Oggi non ci sono più navi. E nemmeno bombe. La rete ha rivoluzionato tutto. E’ diventato difficile, se non impossibile, manipolare le informazioni. Così non resta che trasformare la sinistra in centro. Quello che è stato fatto con il PD di Matteo Renzi.

Sono proprio i risvolti di questo scenario politico che, forse, fanno paura ai protagonisti di una vicenda che i poteri forti italiani avrebbero voluto dimenticare. Ma che la Procura della Repubblica di Palermo ha riportato sotto le luci della ribalta. Oggi – con l’avvento dell’informazione on line – il potere, in Italia, non controlla più l’informazione. E questo, con molta probabilità, fa tremare i protagonisti ancora in vita dell’ultima stagione stragista italiana.

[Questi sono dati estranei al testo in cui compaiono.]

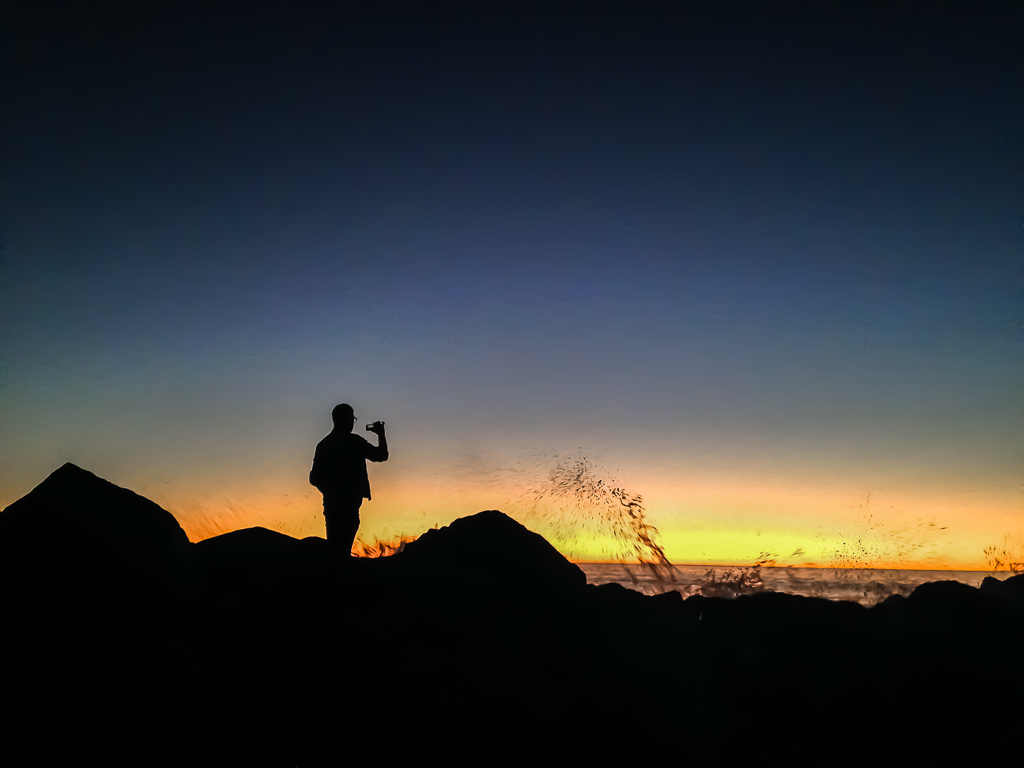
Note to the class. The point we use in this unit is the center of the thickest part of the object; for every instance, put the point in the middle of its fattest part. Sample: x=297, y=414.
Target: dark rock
x=75, y=528
x=489, y=551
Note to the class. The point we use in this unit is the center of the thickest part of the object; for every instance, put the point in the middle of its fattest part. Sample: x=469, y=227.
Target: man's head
x=343, y=417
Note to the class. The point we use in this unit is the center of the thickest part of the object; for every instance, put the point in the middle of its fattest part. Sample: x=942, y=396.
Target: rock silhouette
x=477, y=644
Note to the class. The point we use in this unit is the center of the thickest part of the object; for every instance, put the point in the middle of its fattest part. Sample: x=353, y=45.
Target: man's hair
x=342, y=414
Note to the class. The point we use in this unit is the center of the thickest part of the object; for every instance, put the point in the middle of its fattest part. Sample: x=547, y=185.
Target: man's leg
x=342, y=520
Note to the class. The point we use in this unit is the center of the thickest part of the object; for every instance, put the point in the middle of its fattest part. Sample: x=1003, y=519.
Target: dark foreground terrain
x=122, y=640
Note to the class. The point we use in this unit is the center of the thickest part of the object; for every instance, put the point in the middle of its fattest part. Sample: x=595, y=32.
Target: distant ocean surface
x=865, y=586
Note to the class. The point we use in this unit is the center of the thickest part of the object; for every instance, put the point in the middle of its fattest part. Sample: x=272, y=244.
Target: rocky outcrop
x=477, y=644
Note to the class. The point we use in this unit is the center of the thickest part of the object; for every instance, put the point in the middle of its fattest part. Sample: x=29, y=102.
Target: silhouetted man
x=339, y=472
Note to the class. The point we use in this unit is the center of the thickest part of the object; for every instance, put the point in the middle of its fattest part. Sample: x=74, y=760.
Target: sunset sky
x=759, y=262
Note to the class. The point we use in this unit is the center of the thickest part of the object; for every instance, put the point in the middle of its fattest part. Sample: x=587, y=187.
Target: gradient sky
x=759, y=262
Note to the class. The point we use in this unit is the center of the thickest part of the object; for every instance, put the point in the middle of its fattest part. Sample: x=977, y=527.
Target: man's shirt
x=340, y=465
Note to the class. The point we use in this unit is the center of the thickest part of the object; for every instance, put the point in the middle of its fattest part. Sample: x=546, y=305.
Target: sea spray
x=576, y=499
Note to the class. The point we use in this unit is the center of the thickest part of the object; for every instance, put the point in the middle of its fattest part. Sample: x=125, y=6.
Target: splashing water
x=381, y=548
x=576, y=500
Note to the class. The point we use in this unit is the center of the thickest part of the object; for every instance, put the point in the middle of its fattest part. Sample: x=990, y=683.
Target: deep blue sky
x=753, y=239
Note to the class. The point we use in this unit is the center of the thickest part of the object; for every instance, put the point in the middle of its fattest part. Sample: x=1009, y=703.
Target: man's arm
x=314, y=473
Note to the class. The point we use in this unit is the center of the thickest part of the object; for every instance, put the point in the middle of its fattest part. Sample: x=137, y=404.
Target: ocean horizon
x=865, y=586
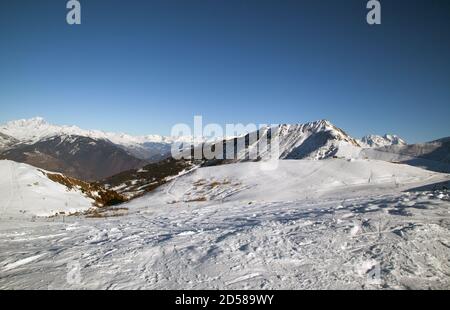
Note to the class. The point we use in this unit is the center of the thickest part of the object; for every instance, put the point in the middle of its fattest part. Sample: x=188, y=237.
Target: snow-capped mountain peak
x=370, y=141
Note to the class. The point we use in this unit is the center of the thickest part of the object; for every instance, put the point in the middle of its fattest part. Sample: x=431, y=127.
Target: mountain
x=149, y=147
x=76, y=156
x=85, y=154
x=6, y=141
x=434, y=155
x=380, y=141
x=136, y=182
x=314, y=140
x=29, y=191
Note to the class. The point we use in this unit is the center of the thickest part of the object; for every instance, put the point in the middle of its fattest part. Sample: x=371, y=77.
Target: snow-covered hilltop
x=373, y=141
x=35, y=129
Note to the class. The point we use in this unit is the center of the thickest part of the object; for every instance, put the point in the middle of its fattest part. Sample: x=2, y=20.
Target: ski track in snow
x=309, y=225
x=261, y=246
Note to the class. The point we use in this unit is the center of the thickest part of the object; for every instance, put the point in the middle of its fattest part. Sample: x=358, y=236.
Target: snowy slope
x=36, y=129
x=365, y=225
x=380, y=141
x=293, y=180
x=27, y=191
x=314, y=140
x=7, y=141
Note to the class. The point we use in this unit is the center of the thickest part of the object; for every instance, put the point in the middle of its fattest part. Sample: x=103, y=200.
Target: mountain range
x=94, y=155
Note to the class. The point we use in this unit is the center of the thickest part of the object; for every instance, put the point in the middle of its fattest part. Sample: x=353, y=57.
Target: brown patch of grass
x=102, y=197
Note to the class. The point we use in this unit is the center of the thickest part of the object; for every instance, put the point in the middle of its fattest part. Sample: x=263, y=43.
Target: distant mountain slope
x=149, y=147
x=380, y=141
x=29, y=191
x=76, y=156
x=315, y=140
x=7, y=141
x=136, y=182
x=434, y=155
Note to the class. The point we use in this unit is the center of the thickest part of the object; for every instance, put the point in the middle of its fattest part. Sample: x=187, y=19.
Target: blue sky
x=142, y=66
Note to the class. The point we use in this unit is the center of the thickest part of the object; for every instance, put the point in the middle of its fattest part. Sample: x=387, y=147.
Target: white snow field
x=330, y=224
x=27, y=191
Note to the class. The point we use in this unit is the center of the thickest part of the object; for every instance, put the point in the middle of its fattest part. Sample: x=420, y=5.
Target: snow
x=371, y=141
x=331, y=224
x=36, y=129
x=26, y=192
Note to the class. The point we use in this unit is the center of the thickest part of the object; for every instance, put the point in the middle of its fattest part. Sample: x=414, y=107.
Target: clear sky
x=142, y=66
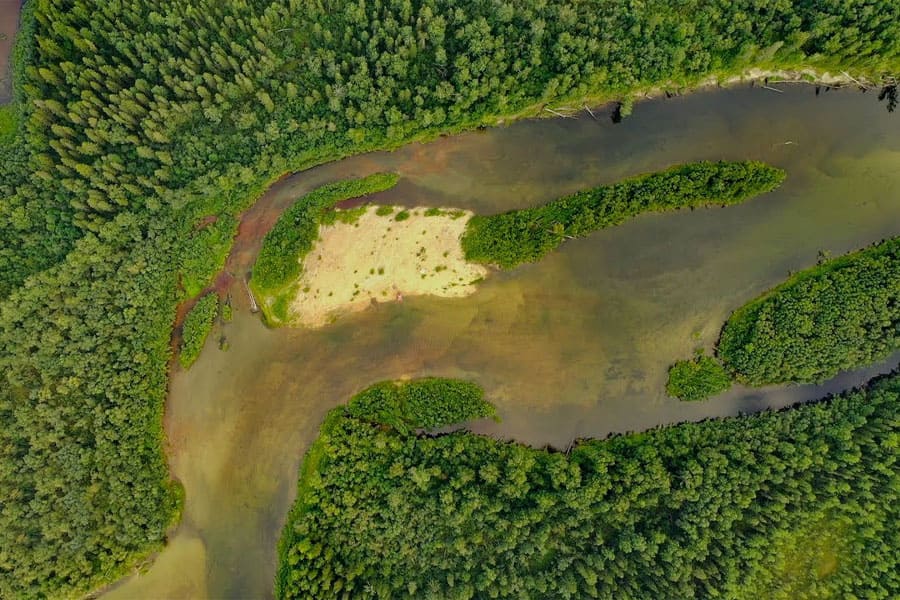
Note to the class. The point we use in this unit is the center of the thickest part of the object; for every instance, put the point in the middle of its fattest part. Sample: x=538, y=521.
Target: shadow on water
x=575, y=346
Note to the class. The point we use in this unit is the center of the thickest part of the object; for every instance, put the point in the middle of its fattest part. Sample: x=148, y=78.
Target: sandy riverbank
x=377, y=258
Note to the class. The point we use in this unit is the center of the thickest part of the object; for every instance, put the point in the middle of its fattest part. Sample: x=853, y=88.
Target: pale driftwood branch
x=558, y=114
x=855, y=80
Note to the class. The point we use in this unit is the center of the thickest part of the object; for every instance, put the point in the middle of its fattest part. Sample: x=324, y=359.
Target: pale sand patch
x=380, y=259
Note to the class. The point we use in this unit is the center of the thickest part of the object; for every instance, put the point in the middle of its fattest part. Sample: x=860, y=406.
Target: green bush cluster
x=295, y=233
x=139, y=118
x=426, y=403
x=197, y=325
x=697, y=379
x=839, y=315
x=798, y=503
x=526, y=235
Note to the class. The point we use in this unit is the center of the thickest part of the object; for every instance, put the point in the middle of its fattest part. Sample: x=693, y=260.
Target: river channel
x=575, y=346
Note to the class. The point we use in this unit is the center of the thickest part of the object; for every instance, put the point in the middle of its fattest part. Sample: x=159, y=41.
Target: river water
x=575, y=346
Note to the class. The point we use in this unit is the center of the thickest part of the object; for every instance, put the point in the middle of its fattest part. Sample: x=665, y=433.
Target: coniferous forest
x=136, y=120
x=798, y=503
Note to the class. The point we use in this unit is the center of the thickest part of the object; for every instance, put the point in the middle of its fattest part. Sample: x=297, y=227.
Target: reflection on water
x=575, y=346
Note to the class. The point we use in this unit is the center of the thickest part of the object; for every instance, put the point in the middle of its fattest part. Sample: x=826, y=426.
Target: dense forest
x=801, y=503
x=839, y=315
x=277, y=267
x=196, y=327
x=526, y=235
x=137, y=120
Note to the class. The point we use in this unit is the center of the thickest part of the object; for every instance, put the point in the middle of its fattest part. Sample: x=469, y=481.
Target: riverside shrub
x=697, y=379
x=839, y=315
x=744, y=507
x=197, y=325
x=526, y=235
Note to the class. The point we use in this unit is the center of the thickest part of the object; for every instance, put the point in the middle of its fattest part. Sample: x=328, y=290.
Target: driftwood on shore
x=254, y=308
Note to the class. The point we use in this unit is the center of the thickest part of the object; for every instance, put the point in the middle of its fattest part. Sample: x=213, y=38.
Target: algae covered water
x=574, y=346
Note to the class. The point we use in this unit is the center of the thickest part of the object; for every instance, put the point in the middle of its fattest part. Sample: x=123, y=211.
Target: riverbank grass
x=377, y=256
x=278, y=267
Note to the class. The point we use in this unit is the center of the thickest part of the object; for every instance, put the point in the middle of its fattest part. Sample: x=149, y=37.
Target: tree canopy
x=525, y=235
x=798, y=503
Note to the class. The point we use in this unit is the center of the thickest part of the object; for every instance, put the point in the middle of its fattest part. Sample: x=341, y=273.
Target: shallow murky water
x=575, y=346
x=9, y=24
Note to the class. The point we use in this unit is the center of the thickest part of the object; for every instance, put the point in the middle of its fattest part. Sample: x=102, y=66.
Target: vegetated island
x=799, y=503
x=318, y=263
x=839, y=315
x=135, y=122
x=526, y=235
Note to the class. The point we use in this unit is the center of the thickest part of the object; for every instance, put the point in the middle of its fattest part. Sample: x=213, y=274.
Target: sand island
x=382, y=254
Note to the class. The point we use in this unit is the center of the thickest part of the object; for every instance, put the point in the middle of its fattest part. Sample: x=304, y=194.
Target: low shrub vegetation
x=839, y=315
x=278, y=265
x=736, y=508
x=526, y=235
x=197, y=325
x=697, y=379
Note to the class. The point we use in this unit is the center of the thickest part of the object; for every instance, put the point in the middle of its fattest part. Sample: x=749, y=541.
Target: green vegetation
x=697, y=379
x=426, y=403
x=197, y=325
x=526, y=235
x=9, y=124
x=277, y=267
x=799, y=503
x=140, y=119
x=840, y=315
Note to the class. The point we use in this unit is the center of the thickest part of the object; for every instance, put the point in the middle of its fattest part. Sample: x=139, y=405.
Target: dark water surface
x=575, y=346
x=9, y=25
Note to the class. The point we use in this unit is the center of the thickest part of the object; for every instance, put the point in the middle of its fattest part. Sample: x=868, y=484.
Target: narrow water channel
x=575, y=346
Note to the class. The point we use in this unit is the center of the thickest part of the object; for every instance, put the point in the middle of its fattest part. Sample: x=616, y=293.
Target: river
x=575, y=346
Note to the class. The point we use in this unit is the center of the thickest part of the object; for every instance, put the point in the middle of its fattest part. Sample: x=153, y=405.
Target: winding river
x=575, y=346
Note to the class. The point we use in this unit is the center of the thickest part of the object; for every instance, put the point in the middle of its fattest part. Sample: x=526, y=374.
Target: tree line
x=801, y=503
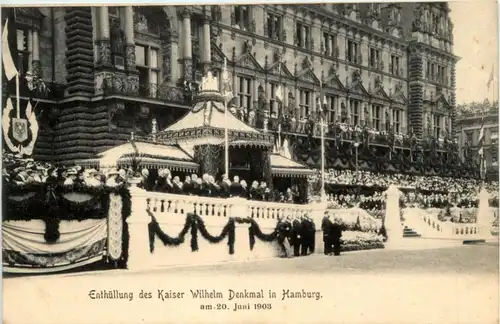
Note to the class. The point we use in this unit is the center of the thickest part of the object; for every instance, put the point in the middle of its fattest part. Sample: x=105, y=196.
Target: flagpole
x=226, y=136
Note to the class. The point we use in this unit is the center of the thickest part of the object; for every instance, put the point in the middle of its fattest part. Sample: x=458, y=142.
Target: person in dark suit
x=195, y=185
x=214, y=187
x=312, y=234
x=187, y=187
x=296, y=236
x=284, y=232
x=326, y=227
x=336, y=233
x=235, y=189
x=177, y=186
x=205, y=186
x=305, y=235
x=308, y=231
x=225, y=186
x=254, y=191
x=244, y=189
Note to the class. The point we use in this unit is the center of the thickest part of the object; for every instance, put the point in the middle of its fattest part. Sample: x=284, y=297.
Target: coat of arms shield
x=20, y=129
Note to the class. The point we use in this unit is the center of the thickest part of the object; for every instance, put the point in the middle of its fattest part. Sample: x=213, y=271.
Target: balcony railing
x=115, y=85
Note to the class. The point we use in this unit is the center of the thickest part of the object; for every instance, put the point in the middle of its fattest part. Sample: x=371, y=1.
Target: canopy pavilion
x=196, y=142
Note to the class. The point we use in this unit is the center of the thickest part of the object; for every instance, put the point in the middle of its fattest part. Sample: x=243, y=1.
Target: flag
x=491, y=78
x=9, y=66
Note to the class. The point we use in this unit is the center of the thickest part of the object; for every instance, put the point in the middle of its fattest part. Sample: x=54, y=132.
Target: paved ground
x=446, y=285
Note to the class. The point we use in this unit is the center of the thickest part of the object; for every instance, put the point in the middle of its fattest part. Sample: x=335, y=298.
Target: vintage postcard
x=250, y=163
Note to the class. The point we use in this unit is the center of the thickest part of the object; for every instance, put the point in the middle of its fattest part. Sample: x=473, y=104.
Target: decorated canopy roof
x=285, y=167
x=205, y=123
x=146, y=155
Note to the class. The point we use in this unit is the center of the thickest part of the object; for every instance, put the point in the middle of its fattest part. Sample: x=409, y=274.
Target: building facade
x=105, y=72
x=469, y=123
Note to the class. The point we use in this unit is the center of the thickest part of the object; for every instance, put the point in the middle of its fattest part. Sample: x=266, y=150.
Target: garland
x=196, y=224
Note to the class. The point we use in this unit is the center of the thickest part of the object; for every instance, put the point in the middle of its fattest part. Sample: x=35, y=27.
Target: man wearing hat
x=112, y=175
x=297, y=236
x=336, y=233
x=326, y=227
x=70, y=177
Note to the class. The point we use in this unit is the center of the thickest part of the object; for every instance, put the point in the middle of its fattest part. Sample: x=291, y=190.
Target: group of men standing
x=332, y=235
x=300, y=233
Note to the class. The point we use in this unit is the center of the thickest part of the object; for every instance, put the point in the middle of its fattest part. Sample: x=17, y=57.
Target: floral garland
x=196, y=224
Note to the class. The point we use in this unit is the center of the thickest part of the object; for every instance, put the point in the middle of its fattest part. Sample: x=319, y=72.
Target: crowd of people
x=300, y=233
x=428, y=183
x=208, y=186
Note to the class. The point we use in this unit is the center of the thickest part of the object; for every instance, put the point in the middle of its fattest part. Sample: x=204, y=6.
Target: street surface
x=445, y=285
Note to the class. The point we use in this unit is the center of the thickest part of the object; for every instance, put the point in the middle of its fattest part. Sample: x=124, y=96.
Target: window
x=331, y=111
x=273, y=103
x=437, y=126
x=374, y=58
x=469, y=136
x=394, y=65
x=23, y=53
x=147, y=65
x=354, y=105
x=396, y=120
x=303, y=35
x=245, y=93
x=305, y=102
x=329, y=44
x=242, y=17
x=273, y=26
x=352, y=51
x=376, y=116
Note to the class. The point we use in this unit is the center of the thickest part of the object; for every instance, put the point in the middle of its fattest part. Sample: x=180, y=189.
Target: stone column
x=207, y=55
x=187, y=57
x=174, y=57
x=36, y=54
x=303, y=31
x=103, y=42
x=30, y=50
x=130, y=39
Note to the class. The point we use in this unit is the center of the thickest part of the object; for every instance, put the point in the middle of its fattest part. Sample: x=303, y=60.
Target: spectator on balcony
x=244, y=189
x=235, y=188
x=225, y=185
x=254, y=191
x=177, y=186
x=196, y=185
x=205, y=186
x=187, y=187
x=297, y=236
x=264, y=191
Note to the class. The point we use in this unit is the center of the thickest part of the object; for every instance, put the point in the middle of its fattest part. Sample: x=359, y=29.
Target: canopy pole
x=226, y=141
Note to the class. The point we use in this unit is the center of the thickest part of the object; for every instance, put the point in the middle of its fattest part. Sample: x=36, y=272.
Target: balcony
x=41, y=91
x=117, y=85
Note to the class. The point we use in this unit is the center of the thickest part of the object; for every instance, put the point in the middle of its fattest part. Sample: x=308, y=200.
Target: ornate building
x=470, y=118
x=387, y=72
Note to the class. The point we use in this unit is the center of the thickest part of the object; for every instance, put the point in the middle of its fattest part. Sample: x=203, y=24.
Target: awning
x=145, y=155
x=284, y=167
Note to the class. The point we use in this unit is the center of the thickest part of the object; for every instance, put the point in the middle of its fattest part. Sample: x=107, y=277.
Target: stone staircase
x=408, y=232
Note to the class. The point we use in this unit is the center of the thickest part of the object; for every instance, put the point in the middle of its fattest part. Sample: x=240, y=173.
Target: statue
x=117, y=40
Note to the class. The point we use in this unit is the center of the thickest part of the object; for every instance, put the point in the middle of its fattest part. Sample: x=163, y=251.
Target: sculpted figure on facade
x=117, y=40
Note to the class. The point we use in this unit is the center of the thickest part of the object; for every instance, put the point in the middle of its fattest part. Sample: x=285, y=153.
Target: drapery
x=24, y=244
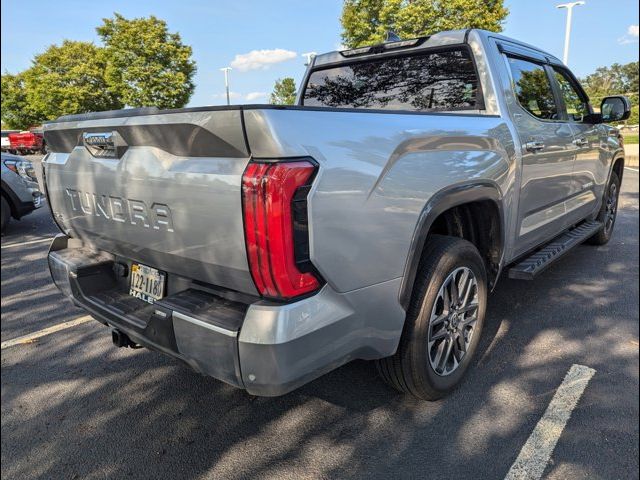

Per la prima volta la tesi di Sciascia sull’Italia “senza verità” potrebbe essere smentita. Da qui la mobilitazione generale. Assoldando tutti: consapevoli e inconsapevoli. Ma c’è una talpa che da quando si è aperto questo benedetto processo sulla trattativa tra Stato e mafia – o sulla ‘rinegoziazione’ di chissà che cosa – che per la prima volta scava in una stagione stragista della quale potrebbero anche venire fuori se non tutte, magari alcune verità.